Ayrıca 2005/2006 yılına kadar geçerli olan, ilköğretim ve 9. sınıf müfredat konularını kapsayan sınav sisteminin, eğitim araştırmacılarının yöneldikleri konuları da etkilediği görülmektedir. Literatürde, yapılandırmacı yaklaşım üzerine, yurt içi ve yurt dışında pek çok çalışma yapıldığı, yapılandırmacı yaklaşımın kavramsal değişime, öğrenci tutumlarına, öğrenci başarısına etkisinin tartışıldığı görülmektedir. Bu çalışmalarda ise özellikle; ısı – sıcaklık, elektrostatik, elektrik akımı, Newton’un hareket kanunları, kuvvet, basınç gibi fizik dersi konuları üzerinde durulmuştur. Belirtilen konularda çok sayıda çalışma literatürde karşımıza çıkmaktadır. Ancak ışığın dalga modeli gibi bir konuda yurt içi ve yurt dışında yok denecek kadar az çalışmaya rastlanmaktadır.

Buradan hareketle, 2005/2006 Öğretim Yılından itibaren liselerde işlenmeye başlanan ışığın dalga modeli gibi bir konunun öğrenciler tarafından öğrenilmesinde yapılandırmacı yaklaşımın ne gibi etkilerin olduğu sorusu ortaya çıkmaktadır. Araştıran, sorgulayan, bilgiye ulaşma yollarını öğrenmiş insanı hedefleyen yapılandırmacı yaklaşım, acaba ışığın dalga modeli gibi literatürde fazlaca karşılaşılmayan ancak lise ve üniversite öğrenimi için ciddi önem taşıyan bir konunun öğrenilmesinde ne derece etkilidir?

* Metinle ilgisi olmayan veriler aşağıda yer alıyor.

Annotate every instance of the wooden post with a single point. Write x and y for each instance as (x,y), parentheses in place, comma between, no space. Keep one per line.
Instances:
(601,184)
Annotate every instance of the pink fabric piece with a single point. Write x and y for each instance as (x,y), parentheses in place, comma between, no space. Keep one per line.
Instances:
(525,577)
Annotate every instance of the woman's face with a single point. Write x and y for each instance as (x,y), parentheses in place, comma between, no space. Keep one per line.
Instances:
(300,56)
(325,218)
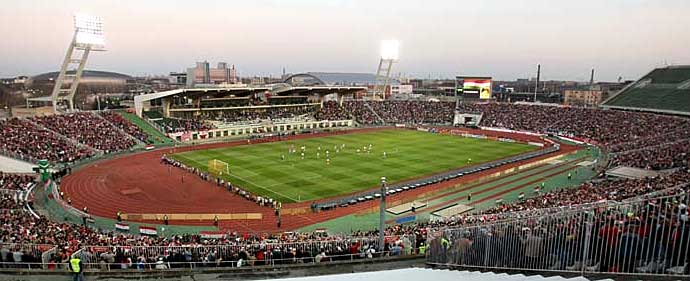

Sonuç olarak, yapılandırmacı yaklaşımın, öğrencilerin ışığın dalga modeli konusundaki kavramsal değişimleri üzerinde etkili olup olmadığı bu çalışmanın problemini oluşturmaktadır.

33 1.3 Amaç

Bu çalışmanın amacı; 11. sınıf öğrencilerinin Işığın Dalga Modeli konusundaki kavramsal değişimlerine, yapılandırmacı yaklaşımın etkisini incelemektir.